Lake Tanganyika in southeastern Africa is the world’s longest freshwater lake and the second largest by volume. Plying the lake’s waters for nearly 100 years is the M/V Liemba. Originally built as the Graf von Gotzen in 1913 in Germany, the ship was intended to serve the colony of German East Africa. Upon the outbreak of World War I, though, the Graf von Gotzen was converted for use as a warship to help defend German East Africa. The commander of German forces in the region, Colonel Paul von Lettow-Vorbeck , waged such a brilliant and effective defense of the colony that his forces were still at large at the time of the 1918 Armistice.
The Graf von Gotzen and her fellow gunboats so threatened Allied control of Lake Tanganyika that the Royal Navy dispatched two armed motorboats to defeat the German flotilla. Following a backbreaking journey through the jungles of Africa, the Royal Navy motorboats regained control of the lake and forced the Germans to scuttle the Graf von Gotzen in July 1916. Graf von Gotzen’s wartime experience served as the inspiration for C.S. Forester’s German gunboat Luisa in The African Queen.

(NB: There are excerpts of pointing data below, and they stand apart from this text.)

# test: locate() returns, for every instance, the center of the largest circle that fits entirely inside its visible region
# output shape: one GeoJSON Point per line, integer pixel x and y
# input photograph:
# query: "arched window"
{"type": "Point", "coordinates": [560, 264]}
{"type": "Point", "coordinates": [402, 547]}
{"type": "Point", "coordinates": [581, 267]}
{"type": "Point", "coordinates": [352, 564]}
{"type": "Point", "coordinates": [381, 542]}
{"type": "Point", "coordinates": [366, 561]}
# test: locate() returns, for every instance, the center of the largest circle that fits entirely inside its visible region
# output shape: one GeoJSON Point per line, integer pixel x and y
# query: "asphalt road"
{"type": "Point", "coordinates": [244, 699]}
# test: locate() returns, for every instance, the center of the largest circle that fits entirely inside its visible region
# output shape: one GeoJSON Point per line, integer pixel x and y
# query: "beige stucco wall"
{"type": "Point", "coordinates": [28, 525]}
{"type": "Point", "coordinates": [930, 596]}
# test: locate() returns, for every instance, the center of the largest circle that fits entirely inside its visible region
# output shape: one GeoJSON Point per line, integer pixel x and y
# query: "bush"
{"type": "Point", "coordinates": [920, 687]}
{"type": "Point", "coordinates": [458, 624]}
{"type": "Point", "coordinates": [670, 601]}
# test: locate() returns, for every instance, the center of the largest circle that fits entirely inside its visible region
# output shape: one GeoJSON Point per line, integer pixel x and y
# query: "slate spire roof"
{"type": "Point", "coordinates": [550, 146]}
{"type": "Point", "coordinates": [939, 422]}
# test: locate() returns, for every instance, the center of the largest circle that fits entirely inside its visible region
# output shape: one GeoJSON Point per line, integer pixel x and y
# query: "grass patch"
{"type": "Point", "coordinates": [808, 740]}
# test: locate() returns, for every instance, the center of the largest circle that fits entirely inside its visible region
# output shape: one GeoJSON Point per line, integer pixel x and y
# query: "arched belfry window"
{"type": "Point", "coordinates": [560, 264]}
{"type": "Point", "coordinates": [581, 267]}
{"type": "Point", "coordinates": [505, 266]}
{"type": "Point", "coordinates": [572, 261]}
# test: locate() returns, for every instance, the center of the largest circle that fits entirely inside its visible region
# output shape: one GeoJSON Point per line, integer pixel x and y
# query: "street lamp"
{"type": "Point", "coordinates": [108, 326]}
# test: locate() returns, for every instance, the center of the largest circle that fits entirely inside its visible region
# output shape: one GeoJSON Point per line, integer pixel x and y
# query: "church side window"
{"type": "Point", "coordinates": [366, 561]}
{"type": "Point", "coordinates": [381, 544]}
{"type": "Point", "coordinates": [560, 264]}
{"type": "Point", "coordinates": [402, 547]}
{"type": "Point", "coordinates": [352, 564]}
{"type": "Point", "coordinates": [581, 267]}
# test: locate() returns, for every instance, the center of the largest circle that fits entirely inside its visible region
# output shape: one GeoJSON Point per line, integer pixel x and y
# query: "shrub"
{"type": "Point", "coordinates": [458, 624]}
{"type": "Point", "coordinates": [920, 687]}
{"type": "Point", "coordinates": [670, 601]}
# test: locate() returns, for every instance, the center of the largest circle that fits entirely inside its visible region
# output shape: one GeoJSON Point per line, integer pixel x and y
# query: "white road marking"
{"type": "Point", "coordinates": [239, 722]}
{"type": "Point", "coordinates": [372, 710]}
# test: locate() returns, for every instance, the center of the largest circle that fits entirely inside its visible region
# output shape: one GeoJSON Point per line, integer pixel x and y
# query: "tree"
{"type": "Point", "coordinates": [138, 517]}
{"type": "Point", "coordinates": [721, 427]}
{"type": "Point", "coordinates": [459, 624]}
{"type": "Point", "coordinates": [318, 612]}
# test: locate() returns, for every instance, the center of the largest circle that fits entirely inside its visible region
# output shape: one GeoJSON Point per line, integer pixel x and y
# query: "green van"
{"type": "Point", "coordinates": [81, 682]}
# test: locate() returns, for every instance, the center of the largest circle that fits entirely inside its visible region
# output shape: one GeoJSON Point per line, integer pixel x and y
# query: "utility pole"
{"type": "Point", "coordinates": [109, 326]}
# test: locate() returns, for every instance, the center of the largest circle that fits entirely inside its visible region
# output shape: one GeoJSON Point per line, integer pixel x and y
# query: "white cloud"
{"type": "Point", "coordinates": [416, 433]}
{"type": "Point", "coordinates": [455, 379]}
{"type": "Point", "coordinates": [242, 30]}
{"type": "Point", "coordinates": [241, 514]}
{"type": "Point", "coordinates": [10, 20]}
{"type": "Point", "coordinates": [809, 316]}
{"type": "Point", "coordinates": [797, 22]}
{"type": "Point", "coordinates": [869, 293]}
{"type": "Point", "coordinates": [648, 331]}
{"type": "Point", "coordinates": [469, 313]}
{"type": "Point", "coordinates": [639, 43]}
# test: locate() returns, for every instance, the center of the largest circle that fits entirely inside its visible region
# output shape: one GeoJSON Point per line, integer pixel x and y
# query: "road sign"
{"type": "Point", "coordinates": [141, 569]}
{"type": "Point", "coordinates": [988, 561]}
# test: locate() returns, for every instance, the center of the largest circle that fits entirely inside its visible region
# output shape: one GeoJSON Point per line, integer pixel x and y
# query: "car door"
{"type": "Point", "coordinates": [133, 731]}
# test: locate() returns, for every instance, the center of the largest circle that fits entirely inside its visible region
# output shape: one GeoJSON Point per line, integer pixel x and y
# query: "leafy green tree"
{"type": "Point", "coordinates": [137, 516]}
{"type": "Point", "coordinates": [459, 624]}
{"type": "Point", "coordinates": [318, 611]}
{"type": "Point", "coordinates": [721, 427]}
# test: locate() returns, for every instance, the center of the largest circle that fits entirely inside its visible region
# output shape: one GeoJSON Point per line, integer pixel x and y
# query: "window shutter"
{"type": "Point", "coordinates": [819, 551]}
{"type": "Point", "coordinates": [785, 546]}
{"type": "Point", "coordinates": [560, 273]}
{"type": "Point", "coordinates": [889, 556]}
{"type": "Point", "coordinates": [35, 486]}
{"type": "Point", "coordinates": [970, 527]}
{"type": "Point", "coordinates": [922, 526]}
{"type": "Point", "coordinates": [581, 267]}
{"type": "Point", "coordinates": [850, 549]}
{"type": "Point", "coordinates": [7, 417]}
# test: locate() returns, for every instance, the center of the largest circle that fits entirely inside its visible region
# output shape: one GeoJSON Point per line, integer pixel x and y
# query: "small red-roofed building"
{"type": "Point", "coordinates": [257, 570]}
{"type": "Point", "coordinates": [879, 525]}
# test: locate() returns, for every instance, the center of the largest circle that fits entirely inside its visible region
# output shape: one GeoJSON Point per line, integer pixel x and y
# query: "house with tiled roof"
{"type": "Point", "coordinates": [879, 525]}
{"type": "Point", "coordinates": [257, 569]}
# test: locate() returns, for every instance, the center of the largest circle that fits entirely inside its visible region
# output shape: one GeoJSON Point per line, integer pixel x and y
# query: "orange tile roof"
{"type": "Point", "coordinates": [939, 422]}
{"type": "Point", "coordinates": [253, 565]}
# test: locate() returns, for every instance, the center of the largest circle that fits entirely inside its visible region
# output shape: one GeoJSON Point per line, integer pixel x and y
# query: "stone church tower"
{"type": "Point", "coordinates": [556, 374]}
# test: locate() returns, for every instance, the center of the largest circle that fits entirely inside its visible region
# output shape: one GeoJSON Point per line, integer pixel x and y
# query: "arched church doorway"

In 1924, a British salvage team raised the Graf von Gotzen and, after substantial refitting, recommissioned her as the M/V Liemba, the Swahili name for Lake Tanganyika. The Liemba has been in constant use ever since and has subsequently become seriously run-down. Debates over whether to overhaul or scrap Liemba have raged for several years. The most recent plan is for an overhaul costing 20 million Euros to occur and for the ship to revert to museum ship duty after her retirement.